Even with plans and preparation, long-term recovery from a natural disaster is challenging, says McCool. She says for people and communities to rebuild and recuperate, governments, international agencies, and non-governmental organizations must all commit to long-term recovery.
“It’s about setting people’s lives back into some sort of normal trajectory as soon as possible,” says Eisenman. “This means kids going back to school, people going back to work and living in their homes, and businesses getting up and running. Restoring people to what looks like their former lives really helps a lot in terms of reducing stress and improving people’s access to things they need.”
The New Normal
While there is a lot of pressure in the immediate aftermath of a disaster to get things back to the way they were, people may need to get to a new normal that considers the growing impact of climate change. Events like storms and floods are increasing in frequency and severity.
The historical ways of understanding our risks have been adaptive and helped us understand how to live with the natural disaster risks in our communities (e.g., earthquakes near fault zones or floods near coasts and rivers). The problem with climate change is that it is altering those historical calculations and changing people’s risks.
“We used to talk about 100- or 500-year flood levels, but those metrics in many cases do not apply any longer,” says Houston. “Places we thought were safe, places that haven’t flooded in 100 or 500 years, could flood now. It was challenging enough when we knew the risks, but climate change is changing our understanding of what and where those risks are.”

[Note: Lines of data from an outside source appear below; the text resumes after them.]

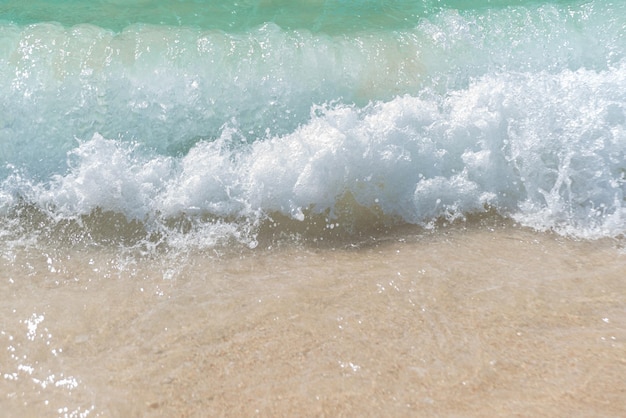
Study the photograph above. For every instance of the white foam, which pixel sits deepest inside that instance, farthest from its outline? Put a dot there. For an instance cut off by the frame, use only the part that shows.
(546, 149)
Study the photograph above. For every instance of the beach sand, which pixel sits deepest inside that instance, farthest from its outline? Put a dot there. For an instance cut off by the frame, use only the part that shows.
(469, 321)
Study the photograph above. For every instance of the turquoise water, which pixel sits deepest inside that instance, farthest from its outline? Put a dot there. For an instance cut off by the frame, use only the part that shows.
(204, 122)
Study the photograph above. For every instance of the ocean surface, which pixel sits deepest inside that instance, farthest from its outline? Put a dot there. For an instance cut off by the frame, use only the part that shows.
(312, 207)
(204, 123)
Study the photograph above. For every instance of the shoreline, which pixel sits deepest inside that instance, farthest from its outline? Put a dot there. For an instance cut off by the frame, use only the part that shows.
(469, 321)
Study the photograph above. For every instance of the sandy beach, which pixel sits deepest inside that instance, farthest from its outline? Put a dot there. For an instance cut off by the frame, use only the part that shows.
(481, 321)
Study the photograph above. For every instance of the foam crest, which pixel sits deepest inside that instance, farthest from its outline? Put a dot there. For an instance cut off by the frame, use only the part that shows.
(545, 149)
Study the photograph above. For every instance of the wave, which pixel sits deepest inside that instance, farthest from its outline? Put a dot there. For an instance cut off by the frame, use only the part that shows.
(547, 150)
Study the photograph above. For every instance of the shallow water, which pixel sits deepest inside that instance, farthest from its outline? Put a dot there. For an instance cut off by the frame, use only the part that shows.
(473, 322)
(312, 208)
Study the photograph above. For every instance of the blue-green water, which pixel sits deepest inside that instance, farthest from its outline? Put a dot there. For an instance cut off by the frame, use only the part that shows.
(226, 116)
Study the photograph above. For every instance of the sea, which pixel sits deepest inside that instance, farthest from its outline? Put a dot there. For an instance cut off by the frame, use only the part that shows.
(312, 207)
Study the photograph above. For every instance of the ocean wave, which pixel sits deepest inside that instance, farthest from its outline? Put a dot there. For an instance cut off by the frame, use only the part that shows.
(545, 149)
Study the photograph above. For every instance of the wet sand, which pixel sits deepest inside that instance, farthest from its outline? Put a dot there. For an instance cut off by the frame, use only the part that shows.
(467, 322)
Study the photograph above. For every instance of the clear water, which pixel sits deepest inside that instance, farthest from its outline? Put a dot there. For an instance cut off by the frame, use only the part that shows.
(199, 123)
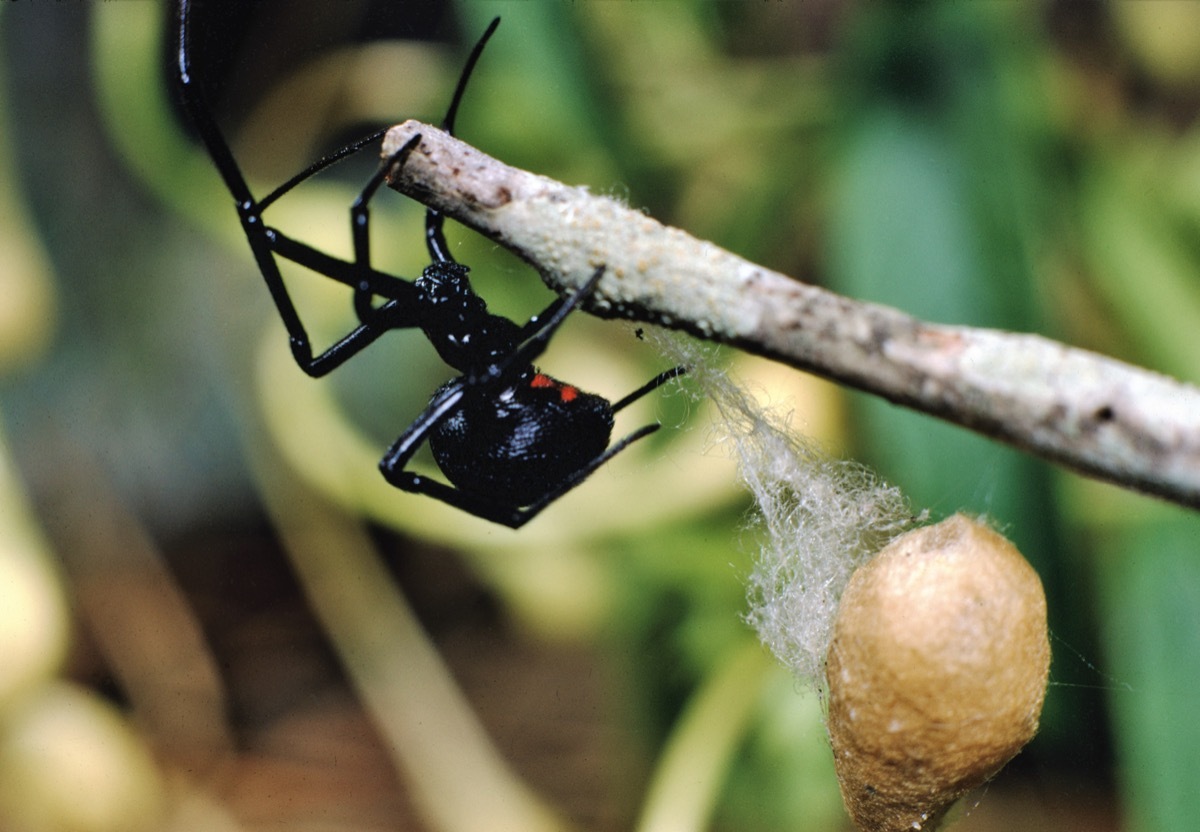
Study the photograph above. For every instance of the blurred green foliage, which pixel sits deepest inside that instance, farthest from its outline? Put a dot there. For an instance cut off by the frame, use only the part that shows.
(1021, 166)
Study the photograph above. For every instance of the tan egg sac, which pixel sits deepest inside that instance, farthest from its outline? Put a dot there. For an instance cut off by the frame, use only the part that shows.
(936, 672)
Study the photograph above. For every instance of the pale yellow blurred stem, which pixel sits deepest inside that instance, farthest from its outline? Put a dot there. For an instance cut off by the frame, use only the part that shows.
(455, 774)
(700, 750)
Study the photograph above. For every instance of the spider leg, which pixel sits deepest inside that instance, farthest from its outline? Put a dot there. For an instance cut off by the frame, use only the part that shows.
(360, 233)
(264, 241)
(435, 238)
(653, 384)
(540, 331)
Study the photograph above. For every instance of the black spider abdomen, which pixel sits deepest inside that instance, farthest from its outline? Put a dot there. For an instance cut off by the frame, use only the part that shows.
(523, 442)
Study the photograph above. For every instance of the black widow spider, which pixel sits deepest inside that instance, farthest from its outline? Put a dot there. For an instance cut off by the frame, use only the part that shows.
(509, 438)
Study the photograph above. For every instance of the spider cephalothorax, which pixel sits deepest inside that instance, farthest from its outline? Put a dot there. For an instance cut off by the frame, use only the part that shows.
(509, 438)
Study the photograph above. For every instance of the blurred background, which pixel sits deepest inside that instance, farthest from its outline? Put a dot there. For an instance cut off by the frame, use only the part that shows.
(215, 615)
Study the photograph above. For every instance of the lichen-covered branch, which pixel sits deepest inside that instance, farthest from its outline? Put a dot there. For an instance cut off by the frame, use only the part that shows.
(1091, 413)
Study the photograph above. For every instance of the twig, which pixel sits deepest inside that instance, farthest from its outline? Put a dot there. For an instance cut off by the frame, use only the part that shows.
(1091, 413)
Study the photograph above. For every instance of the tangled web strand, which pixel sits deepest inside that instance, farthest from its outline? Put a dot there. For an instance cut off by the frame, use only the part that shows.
(817, 518)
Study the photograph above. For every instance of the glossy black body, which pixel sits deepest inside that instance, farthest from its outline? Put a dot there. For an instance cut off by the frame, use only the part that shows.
(509, 438)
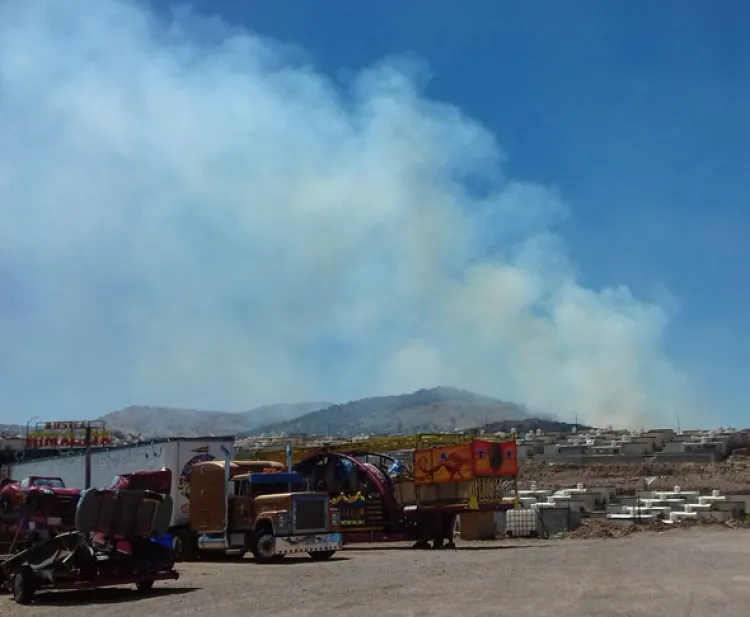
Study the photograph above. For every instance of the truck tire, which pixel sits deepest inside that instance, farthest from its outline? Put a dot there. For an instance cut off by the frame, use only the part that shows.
(184, 546)
(321, 555)
(23, 586)
(145, 586)
(261, 545)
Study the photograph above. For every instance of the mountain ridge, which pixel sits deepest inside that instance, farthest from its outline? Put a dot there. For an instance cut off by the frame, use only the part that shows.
(427, 410)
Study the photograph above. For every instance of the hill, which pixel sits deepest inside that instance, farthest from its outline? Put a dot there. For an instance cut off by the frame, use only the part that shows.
(434, 410)
(174, 422)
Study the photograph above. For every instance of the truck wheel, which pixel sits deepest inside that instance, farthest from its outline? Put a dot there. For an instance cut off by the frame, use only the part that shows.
(23, 586)
(184, 546)
(144, 586)
(262, 546)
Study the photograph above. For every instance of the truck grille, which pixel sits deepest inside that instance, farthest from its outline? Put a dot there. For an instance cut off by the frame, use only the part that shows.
(311, 513)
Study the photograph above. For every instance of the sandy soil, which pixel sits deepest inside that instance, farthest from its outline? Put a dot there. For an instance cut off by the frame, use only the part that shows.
(691, 573)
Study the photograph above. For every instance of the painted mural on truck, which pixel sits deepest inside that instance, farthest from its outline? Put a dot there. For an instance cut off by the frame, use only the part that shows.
(201, 456)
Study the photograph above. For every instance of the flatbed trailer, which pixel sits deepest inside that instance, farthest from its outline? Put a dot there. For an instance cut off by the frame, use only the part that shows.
(382, 499)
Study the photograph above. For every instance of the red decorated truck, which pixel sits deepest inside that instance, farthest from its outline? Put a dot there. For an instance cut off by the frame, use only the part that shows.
(415, 496)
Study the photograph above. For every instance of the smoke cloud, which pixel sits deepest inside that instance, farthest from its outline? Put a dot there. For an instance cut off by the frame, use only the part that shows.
(193, 216)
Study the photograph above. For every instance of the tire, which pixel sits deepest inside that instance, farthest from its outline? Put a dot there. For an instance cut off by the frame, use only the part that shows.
(184, 546)
(261, 546)
(23, 586)
(144, 586)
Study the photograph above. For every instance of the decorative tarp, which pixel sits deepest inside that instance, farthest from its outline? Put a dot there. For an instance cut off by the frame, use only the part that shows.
(464, 462)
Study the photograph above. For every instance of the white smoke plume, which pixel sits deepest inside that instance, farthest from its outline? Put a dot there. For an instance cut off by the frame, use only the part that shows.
(192, 215)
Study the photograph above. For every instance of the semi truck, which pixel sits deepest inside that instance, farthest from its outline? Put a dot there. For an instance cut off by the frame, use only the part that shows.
(235, 508)
(179, 456)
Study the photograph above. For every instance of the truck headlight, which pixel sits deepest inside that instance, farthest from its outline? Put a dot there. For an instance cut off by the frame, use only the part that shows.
(282, 521)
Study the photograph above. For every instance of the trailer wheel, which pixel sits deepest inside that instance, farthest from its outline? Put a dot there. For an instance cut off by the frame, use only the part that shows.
(184, 546)
(144, 586)
(23, 586)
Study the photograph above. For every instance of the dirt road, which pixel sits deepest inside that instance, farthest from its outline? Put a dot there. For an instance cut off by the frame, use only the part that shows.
(692, 572)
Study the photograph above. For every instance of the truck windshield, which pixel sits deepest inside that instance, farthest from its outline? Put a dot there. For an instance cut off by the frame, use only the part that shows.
(276, 488)
(51, 482)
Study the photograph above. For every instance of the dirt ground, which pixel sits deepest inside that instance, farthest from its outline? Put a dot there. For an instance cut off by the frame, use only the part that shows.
(690, 572)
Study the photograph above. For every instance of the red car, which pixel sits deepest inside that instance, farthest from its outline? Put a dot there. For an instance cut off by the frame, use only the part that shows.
(45, 500)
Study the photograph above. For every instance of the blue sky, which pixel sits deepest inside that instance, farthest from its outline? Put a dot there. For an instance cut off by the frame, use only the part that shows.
(158, 263)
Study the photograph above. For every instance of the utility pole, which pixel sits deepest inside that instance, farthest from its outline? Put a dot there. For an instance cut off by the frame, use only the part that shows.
(87, 459)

Horney says that when Hurricane Harvey made landfall in Houston it was the wettest tropical cyclone on record. “Within one year, we had three of the top ten wettest,” she says. “If things continue to get more ‘unprecedented’ over time, it’s going to test capacity.”
Eisenman says we’re seeing stressors on the system now that we’ve never seen before, such as concurrent natural disasters. “In California, you can have concurrently a drought, more frequent heat waves, and wildfires; these could all happen within the same part of the state within the same time frame,” Eisenman says. “We’ve not seen that before and we are going to see these concurrent crises and disasters more frequently.”
Horney emphasizes the importance of having a pre-disaster recovery plan that can help people and communities not only get back to normal but become more resilient to similar or more intense disasters in the future. “Agencies and community groups need to agree on priorities and make some of the difficult decisions before a disaster occurs,” she says.
This could prove more challenging as our risks change but is necessary to build resilience and get communities back to a ‘new normal,’ according to Houston. “We need to give more thought and effort to figuring our adaptive and sustainable ways to curtail those risks but also live in a changing, riskier environment,” he says.
References & Resources
- Keim, M. E. (2008). Building human resilience: The role of public health preparedness and response as an adaptation to climate change. American Journal of Preventive Medicine 35(5): 508-516. Doi: 10.1016/j.amepre.2008.08.022.
- Noji, E. K. (2005). Public health issues in disasters. Critical Care Medicine 33(1): S29-S33. Doi: 10.1097/01.CCM.0000151064.98207.9C.
- Watson, J. T., Gayer, M., and Connolly, M. A. (2007). Epidemics after natural disasters. Emerging Infectious Diseases 13(1): 1-5. Doi: 10.3201/eid1301.060779.
- Young, S., Balluz, L., and Malilay, J. (2004). Natural and technologic hazardous material releases during and after natural disasters: A review. Science of The Total Environment 322(1-3): 3-20. Doi: 10.1016/S0048-9697(03)00446-7.